Last week, Bradley’s Family Business Advocates team co-hosted Transitions in the Family Business: A Conversation with Family Business Owners and Leaders with Warren Averett. The event consisted of three panel discussions: Transitioning to the Next Generation, Transitioning to Non-Family Executive Management, and Transitioning to a New Owner. This three-part series of posts will summarize and explore each of these panels.

Transitions in the Family Business, Part I: Caring for the Goose
Attendees of “Transitions in the Family Business: A Conversation with Family Business Owners and Leaders” look on.

The first panel focused on how to plan and execute the intra-familial transition of leadership and control of the family business. One panelist analogized the family business to the famous goose from Aesop’s fable The Goose with the Golden Eggs. You know the story: One morning, a countryman goes to the nest of his goose and finds a glittering egg made of pure gold. This pattern of behavior repeats itself daily. Then, as the fable says, “As he grew rich he grew greedy; and thinking to get at once all the gold the Goose could give, he killed it and opened it only to find nothing.” The wisdom of this fable was not lost on these panelists; teaching younger generations the desire and skills to care for the goose may prevent them from killing it. How can the older generation instill in the younger generation these values?
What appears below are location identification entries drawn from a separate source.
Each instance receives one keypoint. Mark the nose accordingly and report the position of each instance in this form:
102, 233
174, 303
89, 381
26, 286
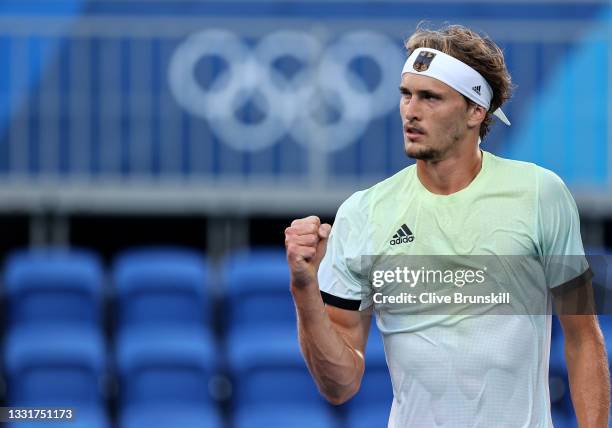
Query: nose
410, 109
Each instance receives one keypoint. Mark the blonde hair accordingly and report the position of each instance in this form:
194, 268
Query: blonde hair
477, 51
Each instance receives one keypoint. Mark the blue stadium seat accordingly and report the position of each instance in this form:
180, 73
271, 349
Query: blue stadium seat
158, 366
165, 350
161, 285
274, 416
164, 376
45, 368
257, 287
54, 285
175, 417
266, 364
54, 351
263, 350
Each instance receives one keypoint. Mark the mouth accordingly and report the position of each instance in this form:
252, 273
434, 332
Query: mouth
413, 132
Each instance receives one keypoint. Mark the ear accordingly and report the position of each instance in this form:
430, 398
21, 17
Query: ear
476, 115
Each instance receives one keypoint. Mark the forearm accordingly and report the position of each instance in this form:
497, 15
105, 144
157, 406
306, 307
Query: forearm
336, 367
589, 380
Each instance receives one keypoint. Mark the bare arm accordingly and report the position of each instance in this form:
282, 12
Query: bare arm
332, 339
587, 362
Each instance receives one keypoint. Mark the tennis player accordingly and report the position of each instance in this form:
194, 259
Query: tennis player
449, 370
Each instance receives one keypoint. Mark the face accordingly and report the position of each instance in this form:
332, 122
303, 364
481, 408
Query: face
434, 117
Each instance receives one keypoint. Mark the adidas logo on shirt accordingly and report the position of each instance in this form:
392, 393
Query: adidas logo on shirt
403, 236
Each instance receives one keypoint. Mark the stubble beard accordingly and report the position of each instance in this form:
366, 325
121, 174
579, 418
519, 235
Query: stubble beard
422, 153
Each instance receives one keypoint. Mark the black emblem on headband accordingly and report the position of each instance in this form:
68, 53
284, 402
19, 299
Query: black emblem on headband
423, 60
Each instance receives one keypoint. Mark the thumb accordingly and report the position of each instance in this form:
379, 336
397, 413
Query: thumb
324, 231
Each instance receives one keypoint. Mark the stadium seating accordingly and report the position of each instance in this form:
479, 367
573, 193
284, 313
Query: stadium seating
54, 350
54, 285
165, 349
263, 352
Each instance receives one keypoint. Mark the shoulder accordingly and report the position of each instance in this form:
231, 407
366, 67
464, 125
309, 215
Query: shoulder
527, 174
358, 207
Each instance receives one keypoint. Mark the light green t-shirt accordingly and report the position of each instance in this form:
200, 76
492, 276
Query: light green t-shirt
459, 366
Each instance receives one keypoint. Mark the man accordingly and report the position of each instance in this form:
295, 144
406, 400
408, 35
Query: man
449, 370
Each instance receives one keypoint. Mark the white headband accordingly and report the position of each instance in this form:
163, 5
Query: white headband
456, 74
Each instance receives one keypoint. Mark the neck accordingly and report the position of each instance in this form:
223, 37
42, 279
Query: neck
451, 174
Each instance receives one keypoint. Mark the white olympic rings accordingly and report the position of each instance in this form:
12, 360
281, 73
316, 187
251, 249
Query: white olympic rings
289, 104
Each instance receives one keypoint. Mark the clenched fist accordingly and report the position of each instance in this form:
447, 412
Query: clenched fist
305, 240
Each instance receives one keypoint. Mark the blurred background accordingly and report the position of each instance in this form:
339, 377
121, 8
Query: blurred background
152, 153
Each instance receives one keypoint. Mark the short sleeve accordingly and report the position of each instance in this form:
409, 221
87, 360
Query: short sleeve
559, 237
341, 280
First, the family can draft and use a mission statement to organize multiple generations around a common goal. This statement gives purpose and focus to the operation of the family business and the family’s management of it. Involving younger generations in the drafting of a mission statement can create buy-in at an early age, which may ward off a “kill-the-goose” mentality.

In addition to mission statements, families can also draft and implement specific policies to help align the generations. For example, some families may have an employment policy that requires family members to work outside of the family business for a certain amount of time or at a certain level of success prior to working for the family business. Family members then must prove themselves outside the family business, which may ease an intra-family management transition at a later date.

Other families may have a policy requiring a certain number of all-family meetings per year. A policy addressing how equity in the family business will be divided at each generational level could also be important. An independent family consultant may be hired to assist in drafting these policies. Having pre-determined policies in place can help prevent conflict down the road.